The financing included “dozens of very well known investors,” according to Nebius CEO Arkady Volozh (pictured above) in a press briefing today. While all the names will eventually come out when the paperwork is filed with the Securities and Exchange Commission (SEC), the company is only revealing three for now — these are GPU giant Nvidia, one of the world’s most valuable companies; Accel, a Silicon Valley VC firm better known for its earlier-stage investments in private startups; and investment management firm Orbis.

The announcement comes some six weeks after Nebius resumed trading on the Nasdaq following a near three-year hiatus imposed due to sanctions against Russian-affiliated companies. The Netherlands-based business had been the holding company of Yandex, “the Google of Russia,” and after an extensive divestment process the company emerged as Nebius in July, with plans to offer a “full stack” infrastructure for AI companies spanning data centers, GPU, and related services.

Nebius is adopting a hybrid approach to growing its footprint, involving a mix of co-location facilities (shared data centers) which are quicker to set up, and its own “greenfield” sites built from scratch.

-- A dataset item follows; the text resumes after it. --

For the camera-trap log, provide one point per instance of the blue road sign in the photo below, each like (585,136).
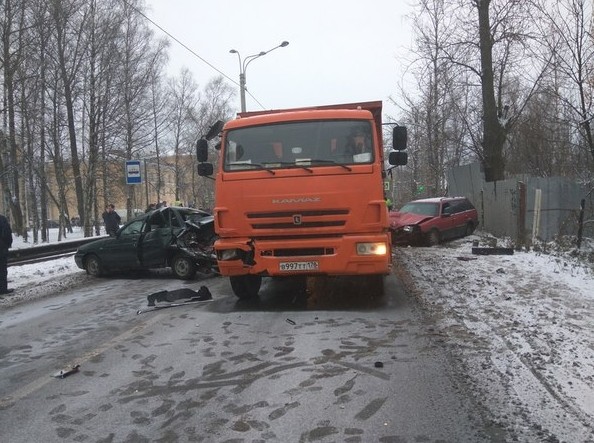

But this is a heavily capital intensive effort, which is why it’s now raising additional funding via a private placement.

While Nebius competes with the usual cloud hyperscalers, it’s also up against well-financed private players such as CoreWeave which also counts Nvidia as an investor. CoreWeave is in the midst of expanding from the U.S. to Europe, while Nebius is moving in the opposite direction, recently announcing plans for a new GPU cluster at a co-location in Kansas City. Nebius also recently added a co-location site in Paris to its roster, while it’s planning to triple the capacity of its fully-owned data center in Finland.

No buy-back

After the fire sale of its Russian assets earlier this year, Nebius has around $2.2 billion in the bank already — however, it had ring-fenced a portion of that for a buy-back program in case any existing investors wanted to exit. After all, the Nebius business of 2024 is a totally different entity to the Yandex N.V. entity that they had previously invested in.

The offer amounted to a repurchase of up to 81 million Class A shares at a maximum of $10.5 per-share. In the weeks that have followed its reentry to the public markets, however, Nebius’s shares have hovered around the $21 mark (give or take), meaning that existing shareholders have had ample opportunity to sell their shares on the public market at well over the buy-back agreement price. Thus, this offer is “no longer warranted,” according to Nebius, freeing up even more capital for the company as its expands its data center footprint.

So the long and short of all this is that Nebius has in the region of $3 billion to build with, a figure that is still relatively low in terms of how much capital is required to build infrastructure at scale. Which is why Volozh says they are already looking ahead to raising more capital — be that equity, or debt.

“Of course, we will have some revenues that will help, but we will need more capital to build quicker,” Volozh told TechCrunch. “It’s very capital intensive. Technology and capital are two components of this business — I don’t worry about the technology (side), and the capital, I think, we will be able to raise.”

As part of its investment, Accel partner Matt Weigand will also be joining Nebius’s board of directors, though initially he will only have observer status until he’s formally elected at the company’s AGM in 2025.